Last week, the United States District Court for the Eastern District of Louisiana upheld the designation of approximately 1,544 acres of privately-owned timber land located in Louisiana as critical habitat for the dusky gopher frog (Rana sevosa), concluding that even though the frog was last spotted on the property in the 1960s and the only known wild populations of the frog are all located in the State of Mississippi, the designation by the U.S. Fish and Wildlife Service (Service) was not arbitrary or capricious. Markle Interests, LLC v. U.S. Fish and Wildlife Service, No. 13-234c and 13-413 (Aug. 22, 2014).
Before finalizing the critical habitat designation, the Service had analyzed the potential economic impacts of the designation on the private property, analyzing three scenarios: (1) development without the need for a federal permit or approval; (2) partial development because the necessary federal permit or approval would require conservation of 60% of the property; and (3) no development because the necessary federal permit or approval could not be granted in light of impacts to the designated critical habitat. The Service estimated that the economic impact under the second and third scenarios would be a loss of $20.4 million and $33.9 million, respectively. In the final rule designating the critical habitat, the Service stated that because it “did not identify any disproportionate costs that are likely to result from the designation[,] the Secretary [did] not exercis[e] his discretion to exclude any areas from this designation of critical habitat for the dusky gopher frog based on economic impacts.”
After dismissing a challenge to plaintiffs’ standing, the court explained that under the Endangered Species Act (ESA), both occupied and unoccupied property may be designated as critical habitat. Thus, the mere fact that the frog was not currently occupying the private property was not determinative.
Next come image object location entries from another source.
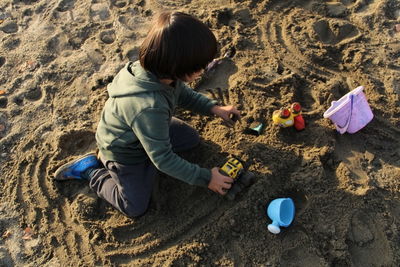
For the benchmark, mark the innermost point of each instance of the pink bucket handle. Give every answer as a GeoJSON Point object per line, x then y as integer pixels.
{"type": "Point", "coordinates": [343, 129]}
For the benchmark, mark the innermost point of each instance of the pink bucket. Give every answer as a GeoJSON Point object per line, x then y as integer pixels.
{"type": "Point", "coordinates": [351, 112]}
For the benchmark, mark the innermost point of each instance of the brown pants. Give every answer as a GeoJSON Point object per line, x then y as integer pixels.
{"type": "Point", "coordinates": [128, 187]}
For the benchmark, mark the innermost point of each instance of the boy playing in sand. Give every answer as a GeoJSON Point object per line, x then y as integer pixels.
{"type": "Point", "coordinates": [137, 133]}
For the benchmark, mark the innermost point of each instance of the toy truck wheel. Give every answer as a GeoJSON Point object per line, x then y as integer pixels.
{"type": "Point", "coordinates": [233, 191]}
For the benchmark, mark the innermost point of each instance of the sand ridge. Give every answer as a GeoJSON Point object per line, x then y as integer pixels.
{"type": "Point", "coordinates": [56, 59]}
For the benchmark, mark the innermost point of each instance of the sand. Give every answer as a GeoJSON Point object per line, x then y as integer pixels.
{"type": "Point", "coordinates": [56, 59]}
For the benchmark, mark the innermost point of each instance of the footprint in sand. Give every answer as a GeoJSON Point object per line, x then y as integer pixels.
{"type": "Point", "coordinates": [33, 93]}
{"type": "Point", "coordinates": [100, 12]}
{"type": "Point", "coordinates": [298, 250]}
{"type": "Point", "coordinates": [335, 32]}
{"type": "Point", "coordinates": [75, 142]}
{"type": "Point", "coordinates": [119, 3]}
{"type": "Point", "coordinates": [368, 245]}
{"type": "Point", "coordinates": [65, 5]}
{"type": "Point", "coordinates": [9, 27]}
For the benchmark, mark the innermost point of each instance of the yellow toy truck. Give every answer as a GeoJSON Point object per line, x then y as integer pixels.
{"type": "Point", "coordinates": [241, 178]}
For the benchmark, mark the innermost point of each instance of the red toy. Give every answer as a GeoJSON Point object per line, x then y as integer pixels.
{"type": "Point", "coordinates": [299, 122]}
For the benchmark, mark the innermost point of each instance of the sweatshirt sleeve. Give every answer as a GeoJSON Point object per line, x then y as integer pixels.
{"type": "Point", "coordinates": [151, 127]}
{"type": "Point", "coordinates": [194, 101]}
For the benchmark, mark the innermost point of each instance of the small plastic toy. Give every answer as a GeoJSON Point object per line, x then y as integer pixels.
{"type": "Point", "coordinates": [285, 117]}
{"type": "Point", "coordinates": [241, 178]}
{"type": "Point", "coordinates": [299, 123]}
{"type": "Point", "coordinates": [281, 212]}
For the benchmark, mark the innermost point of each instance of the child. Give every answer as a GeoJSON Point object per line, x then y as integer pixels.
{"type": "Point", "coordinates": [137, 133]}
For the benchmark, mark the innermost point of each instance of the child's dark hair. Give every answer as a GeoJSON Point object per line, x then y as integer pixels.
{"type": "Point", "coordinates": [177, 45]}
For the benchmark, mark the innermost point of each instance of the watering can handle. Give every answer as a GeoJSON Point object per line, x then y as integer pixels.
{"type": "Point", "coordinates": [343, 129]}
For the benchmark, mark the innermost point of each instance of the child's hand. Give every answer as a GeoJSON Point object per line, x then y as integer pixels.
{"type": "Point", "coordinates": [219, 183]}
{"type": "Point", "coordinates": [228, 113]}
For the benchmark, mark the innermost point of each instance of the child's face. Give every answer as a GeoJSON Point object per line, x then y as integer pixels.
{"type": "Point", "coordinates": [193, 76]}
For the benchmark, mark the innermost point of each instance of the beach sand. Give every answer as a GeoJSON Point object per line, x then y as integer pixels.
{"type": "Point", "coordinates": [56, 58]}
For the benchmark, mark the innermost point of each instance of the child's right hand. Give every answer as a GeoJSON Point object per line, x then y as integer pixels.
{"type": "Point", "coordinates": [219, 183]}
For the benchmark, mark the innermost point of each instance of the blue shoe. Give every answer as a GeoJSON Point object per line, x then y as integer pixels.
{"type": "Point", "coordinates": [75, 168]}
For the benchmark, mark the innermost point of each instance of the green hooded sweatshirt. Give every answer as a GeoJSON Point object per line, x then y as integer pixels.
{"type": "Point", "coordinates": [134, 124]}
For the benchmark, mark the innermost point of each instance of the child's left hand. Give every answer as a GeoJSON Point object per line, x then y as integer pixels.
{"type": "Point", "coordinates": [228, 113]}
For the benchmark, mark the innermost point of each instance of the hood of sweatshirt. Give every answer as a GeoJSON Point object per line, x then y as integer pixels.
{"type": "Point", "coordinates": [134, 79]}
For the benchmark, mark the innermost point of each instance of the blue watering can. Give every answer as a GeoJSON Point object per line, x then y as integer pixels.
{"type": "Point", "coordinates": [281, 212]}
The court also explained, however, that in order for the Service to designate an area that is not occupied by the species, in addition to considering the economic impact of the designation, the Service must find, based on the best scientific data available, that the designation is “essential for the conservation of the species” and “a designation limited to [the] present range [of the species] would be inadequate to ensure the conservation of the species.”
As every independent peer reviewer of the proposed rule concluded that limiting the critical habitat designation to occupied and unoccupied areas in Mississippi would be inadequate to “conserve” the frog, and as the land located in Louisiana contained ephemeral ponds that could play a key role in the future breeding success of the frog, the court found that the Service’s “determination seems reasonable and, therefore, entitled to Chevron deference.” Turning to the issue of economic impacts, which the court described as “the most compelling issue advanced by plaintiffs in challenging the validity of the Rule,” the court concluded that in light of the “somewhat paralyzing standard of review,” it had to defer “to the agency’s expertise in its methods for cost projections and its refusal to except [the property] from the designation.”
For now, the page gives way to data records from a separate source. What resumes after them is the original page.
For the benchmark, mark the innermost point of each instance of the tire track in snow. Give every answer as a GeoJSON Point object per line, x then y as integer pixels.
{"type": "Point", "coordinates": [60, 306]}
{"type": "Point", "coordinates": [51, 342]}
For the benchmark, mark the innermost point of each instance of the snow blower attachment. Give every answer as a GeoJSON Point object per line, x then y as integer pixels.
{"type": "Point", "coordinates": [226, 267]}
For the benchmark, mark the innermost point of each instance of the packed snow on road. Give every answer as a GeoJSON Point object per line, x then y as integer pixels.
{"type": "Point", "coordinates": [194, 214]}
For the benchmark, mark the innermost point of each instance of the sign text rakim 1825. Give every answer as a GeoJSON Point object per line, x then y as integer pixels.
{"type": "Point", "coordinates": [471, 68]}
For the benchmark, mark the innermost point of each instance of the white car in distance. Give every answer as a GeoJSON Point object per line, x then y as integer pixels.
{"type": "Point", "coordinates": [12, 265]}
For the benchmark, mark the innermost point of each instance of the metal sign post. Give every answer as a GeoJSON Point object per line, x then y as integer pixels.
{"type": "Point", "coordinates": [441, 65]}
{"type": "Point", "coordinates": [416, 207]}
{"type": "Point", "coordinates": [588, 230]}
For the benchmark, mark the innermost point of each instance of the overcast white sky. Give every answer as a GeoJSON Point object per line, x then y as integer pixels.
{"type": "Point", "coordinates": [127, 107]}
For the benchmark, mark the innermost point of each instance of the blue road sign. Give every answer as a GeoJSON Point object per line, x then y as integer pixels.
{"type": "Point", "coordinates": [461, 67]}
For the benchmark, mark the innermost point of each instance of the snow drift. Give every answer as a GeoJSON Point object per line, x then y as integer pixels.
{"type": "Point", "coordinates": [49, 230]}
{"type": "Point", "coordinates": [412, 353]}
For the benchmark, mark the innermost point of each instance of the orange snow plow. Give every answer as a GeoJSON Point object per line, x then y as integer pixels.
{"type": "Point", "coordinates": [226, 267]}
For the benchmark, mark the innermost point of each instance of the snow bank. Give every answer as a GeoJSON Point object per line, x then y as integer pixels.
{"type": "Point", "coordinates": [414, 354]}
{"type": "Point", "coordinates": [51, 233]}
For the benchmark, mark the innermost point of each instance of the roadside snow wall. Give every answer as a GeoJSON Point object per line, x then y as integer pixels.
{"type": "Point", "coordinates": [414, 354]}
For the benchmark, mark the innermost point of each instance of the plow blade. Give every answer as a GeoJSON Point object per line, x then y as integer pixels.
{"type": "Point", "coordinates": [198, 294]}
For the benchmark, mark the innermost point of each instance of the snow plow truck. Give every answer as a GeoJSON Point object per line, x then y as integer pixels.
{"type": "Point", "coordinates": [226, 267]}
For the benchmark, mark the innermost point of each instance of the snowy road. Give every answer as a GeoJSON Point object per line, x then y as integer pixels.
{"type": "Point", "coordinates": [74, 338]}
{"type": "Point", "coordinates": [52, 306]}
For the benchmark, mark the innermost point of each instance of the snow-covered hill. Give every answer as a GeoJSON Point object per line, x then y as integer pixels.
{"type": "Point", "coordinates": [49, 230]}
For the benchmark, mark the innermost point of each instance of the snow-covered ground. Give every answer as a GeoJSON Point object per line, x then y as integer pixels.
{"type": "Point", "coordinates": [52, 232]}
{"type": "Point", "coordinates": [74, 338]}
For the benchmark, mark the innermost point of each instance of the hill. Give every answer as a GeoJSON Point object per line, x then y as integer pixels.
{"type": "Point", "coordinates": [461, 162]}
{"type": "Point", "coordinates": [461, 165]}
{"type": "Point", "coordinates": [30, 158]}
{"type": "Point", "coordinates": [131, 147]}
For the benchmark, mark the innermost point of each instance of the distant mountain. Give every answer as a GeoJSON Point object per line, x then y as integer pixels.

While the court’s ruling was based primarily on the deference accorded the Service under the ESA and the Administrative Procedure Act, it was certainly not without its fireworks. For example, in one portion of the opinion the court described defendants’ attack on standing grounds as “utterly frivolous.” The court also stated, summarizing its view of the issues and the law: “The Court has little doubt that what the government has done is remarkably intrusive and has all the hallmarks of governmental insensitivity to private property. The troubling question is whether the law authorizes such action and whether the government has acted within the law. Reluctantly, the Court answers yes to both questions.”
While plaintiffs did not prevail in the district court, this dispute is far from over. First, as the court pointed out, plaintiffs did not allege in their complaint that the designation constitutes an unconstitutional taking under the Fifth Amendment. Such a claim could still be presented to the Court of Federal Claims. Second, a notice of appeal was filed just four days after the decision was issued.